'I didn't even want to come,' I moan.
I walk up and down the beach, my bikini already dry, stopping to look at the burns covering my arms, my chest, and most of my legs. All this pain seems so out of place in this paradise of rice-flour sand and pristine water. And nobody here. Not a single person.
We should have known.
Paul is also walking, waving his mobile phone in the air.
'I'm sure there must be a better signal, somewhere,' he insists.

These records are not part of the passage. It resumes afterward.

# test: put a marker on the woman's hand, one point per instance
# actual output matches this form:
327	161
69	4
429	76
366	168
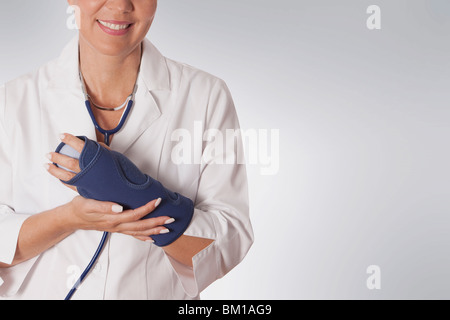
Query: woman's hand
87	214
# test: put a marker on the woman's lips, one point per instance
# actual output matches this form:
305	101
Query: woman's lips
115	28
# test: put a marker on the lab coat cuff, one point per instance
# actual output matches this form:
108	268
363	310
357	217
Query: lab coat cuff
10	225
204	271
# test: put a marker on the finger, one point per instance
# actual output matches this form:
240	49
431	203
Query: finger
65	161
72	141
141	212
59	173
104	207
146	233
145	239
146	227
105	145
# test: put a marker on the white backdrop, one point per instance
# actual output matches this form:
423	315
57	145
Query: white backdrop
363	121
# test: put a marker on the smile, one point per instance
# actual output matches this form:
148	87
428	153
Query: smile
114	26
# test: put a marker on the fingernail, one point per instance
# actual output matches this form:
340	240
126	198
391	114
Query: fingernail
117	209
171	220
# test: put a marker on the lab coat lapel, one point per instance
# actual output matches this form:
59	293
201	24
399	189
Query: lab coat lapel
153	77
64	99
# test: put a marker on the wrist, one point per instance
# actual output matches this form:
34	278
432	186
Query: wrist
64	218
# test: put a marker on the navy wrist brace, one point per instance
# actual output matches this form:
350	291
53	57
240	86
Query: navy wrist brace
108	175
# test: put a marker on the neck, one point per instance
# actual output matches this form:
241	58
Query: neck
109	79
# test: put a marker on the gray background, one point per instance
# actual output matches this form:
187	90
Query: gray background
363	119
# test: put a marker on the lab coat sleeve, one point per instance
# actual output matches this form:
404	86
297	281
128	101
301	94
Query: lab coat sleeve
221	207
10	221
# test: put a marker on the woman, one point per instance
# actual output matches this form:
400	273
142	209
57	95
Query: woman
48	233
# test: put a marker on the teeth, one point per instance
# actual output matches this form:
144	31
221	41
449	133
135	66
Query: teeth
114	26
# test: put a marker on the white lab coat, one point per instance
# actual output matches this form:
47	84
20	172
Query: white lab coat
36	108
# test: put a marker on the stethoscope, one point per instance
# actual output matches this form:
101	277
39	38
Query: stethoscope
107	140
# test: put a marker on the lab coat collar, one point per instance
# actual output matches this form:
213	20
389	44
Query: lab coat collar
153	76
154	70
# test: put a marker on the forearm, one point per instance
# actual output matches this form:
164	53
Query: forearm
186	247
39	233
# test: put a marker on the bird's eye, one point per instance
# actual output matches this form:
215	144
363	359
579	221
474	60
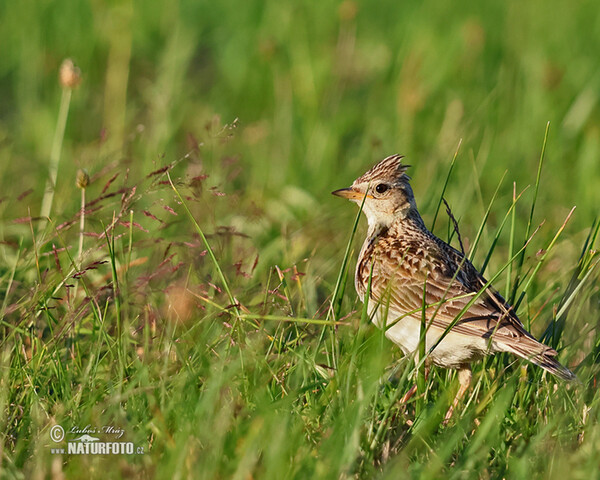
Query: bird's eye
381	188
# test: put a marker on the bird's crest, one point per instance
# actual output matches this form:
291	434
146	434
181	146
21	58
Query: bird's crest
390	169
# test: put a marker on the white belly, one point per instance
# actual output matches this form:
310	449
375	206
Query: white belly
454	351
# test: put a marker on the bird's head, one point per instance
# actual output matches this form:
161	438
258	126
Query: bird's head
385	190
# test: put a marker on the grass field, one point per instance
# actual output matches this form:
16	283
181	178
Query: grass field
205	302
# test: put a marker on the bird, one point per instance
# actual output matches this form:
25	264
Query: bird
409	274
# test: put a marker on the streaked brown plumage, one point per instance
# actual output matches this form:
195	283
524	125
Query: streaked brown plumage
408	260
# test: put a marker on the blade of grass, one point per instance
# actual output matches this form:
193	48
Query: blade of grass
207	246
437	209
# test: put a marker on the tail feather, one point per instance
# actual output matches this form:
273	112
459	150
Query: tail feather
543	357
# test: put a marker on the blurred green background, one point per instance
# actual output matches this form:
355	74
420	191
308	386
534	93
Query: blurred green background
321	89
280	103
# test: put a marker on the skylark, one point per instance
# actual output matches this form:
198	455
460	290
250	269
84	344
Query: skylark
414	273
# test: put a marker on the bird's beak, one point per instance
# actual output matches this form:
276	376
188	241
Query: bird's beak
350	193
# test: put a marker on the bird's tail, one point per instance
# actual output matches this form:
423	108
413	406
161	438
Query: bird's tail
542	356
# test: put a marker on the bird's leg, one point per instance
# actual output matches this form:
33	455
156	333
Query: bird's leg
464	378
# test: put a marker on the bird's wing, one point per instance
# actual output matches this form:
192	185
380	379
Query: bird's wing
433	273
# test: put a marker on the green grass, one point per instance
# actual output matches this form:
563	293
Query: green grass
212	315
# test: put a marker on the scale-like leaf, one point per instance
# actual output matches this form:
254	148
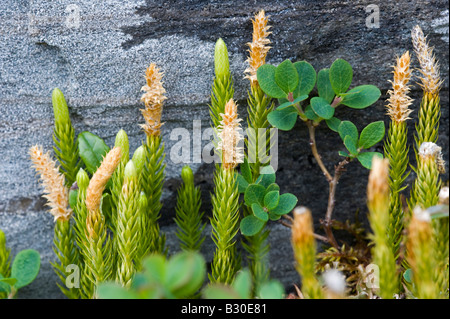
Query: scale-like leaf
25	267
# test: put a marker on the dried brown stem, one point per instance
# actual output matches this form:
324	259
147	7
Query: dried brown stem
316	236
332	181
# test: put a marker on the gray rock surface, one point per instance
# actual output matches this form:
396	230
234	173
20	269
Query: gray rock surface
96	52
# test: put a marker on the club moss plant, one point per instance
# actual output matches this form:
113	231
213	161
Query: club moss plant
106	206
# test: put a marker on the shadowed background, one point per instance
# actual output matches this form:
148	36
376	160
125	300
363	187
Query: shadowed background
96	52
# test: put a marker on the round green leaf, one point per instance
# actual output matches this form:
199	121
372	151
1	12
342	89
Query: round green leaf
266	80
366	158
272	187
322	108
254	194
25	267
288	103
251	225
286	76
259	212
361	96
307	78
242	183
283	119
351	144
286	204
246	171
372	134
407	275
347	128
333	124
92	149
242	284
341	75
9	281
271	199
266	177
310	115
324	87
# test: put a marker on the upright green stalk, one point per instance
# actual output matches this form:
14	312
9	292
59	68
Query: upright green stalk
128	232
57	195
188	216
80	217
427	127
117	178
421	255
116	191
396	149
67	253
5	256
153	182
153	171
5	260
426	193
378	203
99	259
225	200
225	224
259	106
222	88
66	147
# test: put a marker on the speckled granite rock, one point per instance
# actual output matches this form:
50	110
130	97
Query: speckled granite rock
96	52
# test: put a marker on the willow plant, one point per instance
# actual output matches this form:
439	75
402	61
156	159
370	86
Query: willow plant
396	146
98	242
304	246
5	261
225	200
57	195
259	106
153	171
66	146
5	256
378	204
188	216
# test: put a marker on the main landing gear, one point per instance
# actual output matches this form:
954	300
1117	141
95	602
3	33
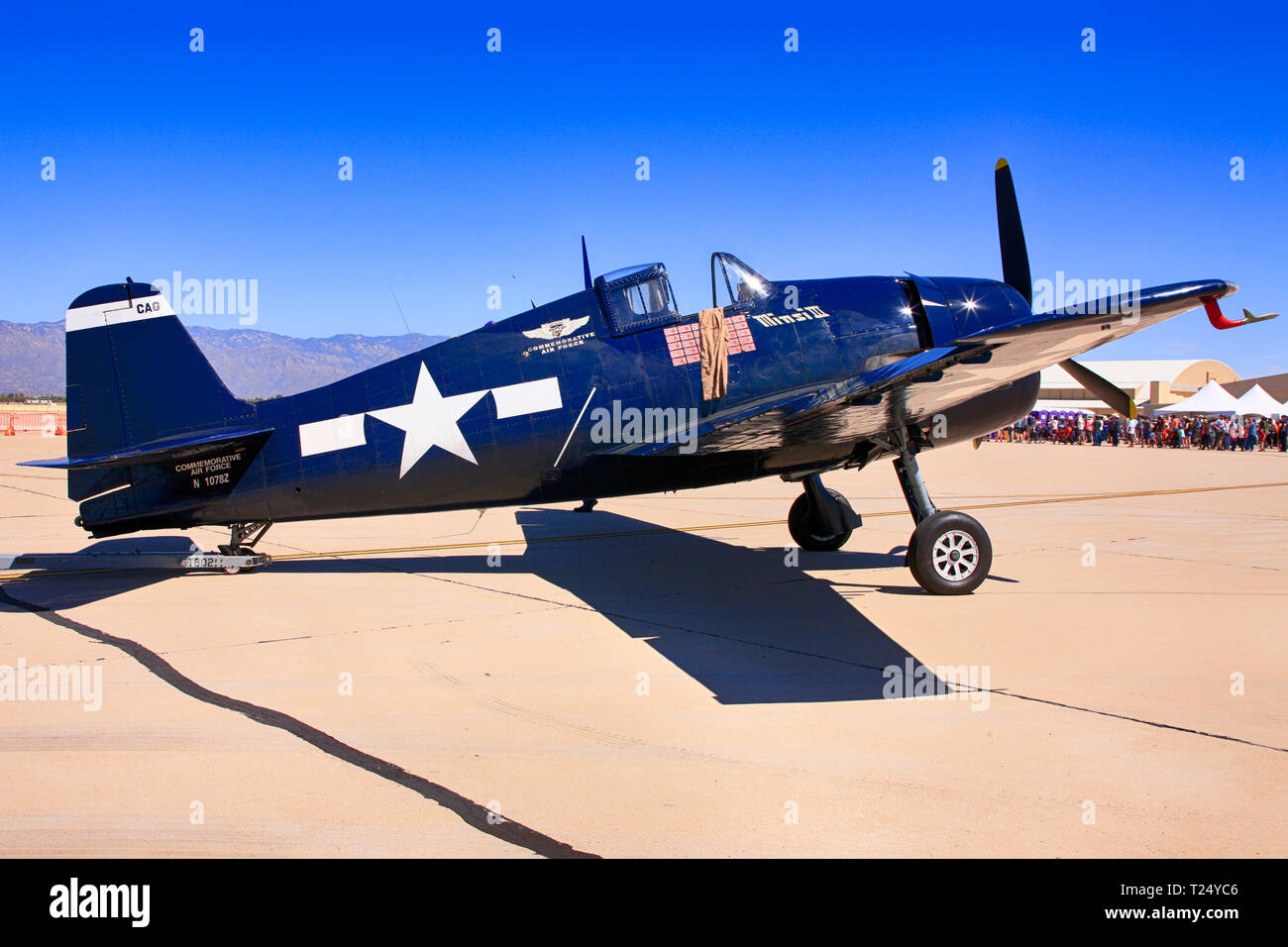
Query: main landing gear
948	553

'It's a bay. We're surrounded by rocks. Let's just go back to the village, find a farmacia. It's not like I can't walk.'
I look behind me at the staircase carved by water and wind, concealed by the Mediterranean bush. We felt so well-traveled to find this place.
'Perhaps I should pee on you,' Paul says then.
Suddenly, I'm reminded of an episode of Sex and the City. Is this what a midlife crisis is about? A seven-year itch?
'Aren't we happy enough?' I ask. 'Is this why we came?'
Paul looks at me, frowns.
'It's for the jellyfish burns. Urine contains ammonia.'
But my question is already out there, echoing on the bay's walls, even though I say right away that it's just an urban myth – the pee.
I sit and stare at the sea. I think of our first holidays, when we would have laughed off any incident. When painful was ok, as long as it wasn't deadly. When we didn't need sudden holiday breaks. When nothing required spicing up.
'I'm happy,' Paul says after a while. He carefully puts a hand on my knee – untouched by the tentacles. 'Well, sad for you, but happy.' He mimes climbing mirrors.
I smile.
With most Mediterranean jellyfish, the pain will go away after a while.